Il est aisé d'observer que l'homme n'est pas à couvert de semblables impressions. Il y a peu de gens qui n'aient quelquefois éprouvé les effets d'un oeil colere, fier, imposant, dédaigneux, lascif, suppliant, etc. Ces sortes d'effets ne peuvent certainement venir que des differentes éjaculations de l'oeil, et sont un degré de maléfice. Voilà tout ce qu'une mauvaise philosophie peut dire de moins pitoyable.

Les Démonographes entendent par maléfice une espèce de magie par laquelle une personne par le moyen du démon, cause du mal à une autre.
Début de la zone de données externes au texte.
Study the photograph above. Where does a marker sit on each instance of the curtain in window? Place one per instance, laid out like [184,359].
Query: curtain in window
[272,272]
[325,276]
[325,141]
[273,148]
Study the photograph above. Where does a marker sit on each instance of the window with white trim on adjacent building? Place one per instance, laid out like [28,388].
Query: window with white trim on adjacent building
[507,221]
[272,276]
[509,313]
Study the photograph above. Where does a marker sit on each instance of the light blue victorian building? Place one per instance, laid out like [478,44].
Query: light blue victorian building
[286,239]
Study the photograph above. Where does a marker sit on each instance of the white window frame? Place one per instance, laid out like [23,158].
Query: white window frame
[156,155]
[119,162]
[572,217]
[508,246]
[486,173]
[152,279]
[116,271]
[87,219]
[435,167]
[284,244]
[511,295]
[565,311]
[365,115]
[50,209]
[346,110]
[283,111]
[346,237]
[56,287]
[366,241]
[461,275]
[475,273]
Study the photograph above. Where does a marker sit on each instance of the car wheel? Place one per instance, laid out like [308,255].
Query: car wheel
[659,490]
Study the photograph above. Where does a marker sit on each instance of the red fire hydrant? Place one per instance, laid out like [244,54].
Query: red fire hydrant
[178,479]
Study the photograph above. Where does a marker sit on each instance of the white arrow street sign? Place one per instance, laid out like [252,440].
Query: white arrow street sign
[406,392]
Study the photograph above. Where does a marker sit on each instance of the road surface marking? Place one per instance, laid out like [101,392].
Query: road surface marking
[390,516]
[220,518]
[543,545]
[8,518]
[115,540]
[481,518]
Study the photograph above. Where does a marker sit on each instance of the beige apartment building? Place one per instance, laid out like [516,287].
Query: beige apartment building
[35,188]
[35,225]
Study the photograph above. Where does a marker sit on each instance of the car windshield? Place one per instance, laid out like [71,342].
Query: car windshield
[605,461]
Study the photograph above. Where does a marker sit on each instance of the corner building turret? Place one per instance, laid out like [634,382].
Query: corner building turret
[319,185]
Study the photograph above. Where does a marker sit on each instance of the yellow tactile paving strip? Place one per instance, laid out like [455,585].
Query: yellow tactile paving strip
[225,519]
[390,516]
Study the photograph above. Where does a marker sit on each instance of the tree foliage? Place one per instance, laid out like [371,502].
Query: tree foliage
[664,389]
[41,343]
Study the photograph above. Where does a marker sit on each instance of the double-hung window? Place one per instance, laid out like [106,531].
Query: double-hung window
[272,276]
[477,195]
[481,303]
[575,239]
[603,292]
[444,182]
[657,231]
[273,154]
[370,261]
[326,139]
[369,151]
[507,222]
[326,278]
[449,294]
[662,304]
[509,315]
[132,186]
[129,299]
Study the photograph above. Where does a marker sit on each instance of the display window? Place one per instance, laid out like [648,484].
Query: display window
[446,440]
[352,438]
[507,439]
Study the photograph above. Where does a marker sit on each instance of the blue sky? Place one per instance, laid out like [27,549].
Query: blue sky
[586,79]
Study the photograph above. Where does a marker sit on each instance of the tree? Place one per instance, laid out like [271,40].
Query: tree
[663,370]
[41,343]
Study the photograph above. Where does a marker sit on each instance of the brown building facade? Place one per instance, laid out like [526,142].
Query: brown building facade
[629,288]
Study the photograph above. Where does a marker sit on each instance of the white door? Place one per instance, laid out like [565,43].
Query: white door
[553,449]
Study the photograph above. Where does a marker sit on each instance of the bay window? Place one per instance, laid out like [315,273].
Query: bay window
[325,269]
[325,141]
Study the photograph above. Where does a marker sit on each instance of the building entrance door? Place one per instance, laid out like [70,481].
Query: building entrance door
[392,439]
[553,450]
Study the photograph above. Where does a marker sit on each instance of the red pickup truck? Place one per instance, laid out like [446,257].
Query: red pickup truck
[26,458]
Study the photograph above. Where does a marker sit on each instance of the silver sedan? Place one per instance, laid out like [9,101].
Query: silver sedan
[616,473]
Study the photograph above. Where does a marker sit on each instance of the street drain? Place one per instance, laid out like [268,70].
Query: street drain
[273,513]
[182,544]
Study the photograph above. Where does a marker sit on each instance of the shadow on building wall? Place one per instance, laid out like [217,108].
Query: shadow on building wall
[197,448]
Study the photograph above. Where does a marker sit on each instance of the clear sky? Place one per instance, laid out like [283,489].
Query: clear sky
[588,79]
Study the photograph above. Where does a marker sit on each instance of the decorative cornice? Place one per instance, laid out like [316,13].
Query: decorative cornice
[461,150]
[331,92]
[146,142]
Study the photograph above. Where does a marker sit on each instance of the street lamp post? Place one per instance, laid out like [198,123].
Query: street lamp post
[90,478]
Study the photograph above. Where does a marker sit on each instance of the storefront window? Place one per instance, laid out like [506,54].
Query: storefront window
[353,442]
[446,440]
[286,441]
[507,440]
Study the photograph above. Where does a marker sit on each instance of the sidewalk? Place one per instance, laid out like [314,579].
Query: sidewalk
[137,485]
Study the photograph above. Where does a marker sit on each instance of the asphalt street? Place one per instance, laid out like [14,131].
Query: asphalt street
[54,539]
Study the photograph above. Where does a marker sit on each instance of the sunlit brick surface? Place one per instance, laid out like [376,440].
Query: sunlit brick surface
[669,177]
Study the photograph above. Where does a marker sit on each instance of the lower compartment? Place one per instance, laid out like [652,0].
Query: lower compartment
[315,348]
Outre la fascination dont nous venons de parler, ils en comptent plusieurs autres espèces, comme les philtres, les ligatures, ceux qu'on donne dans un breuvage ou dans un mêts, ceux qui se font par l'haleine, etc. dont la plupart peuvent être rapportées au poison ; de sorte que quand les juges séculiers connaissent de cette espèce de crime et condamnent à quelque peine afflictive ceux qui en sont convaincus, le dispositif de la sentence porte toujours que c'est pour cause d'empoisonnement et de maléfice. Voyez LIGATURE, PHILTRE, etc.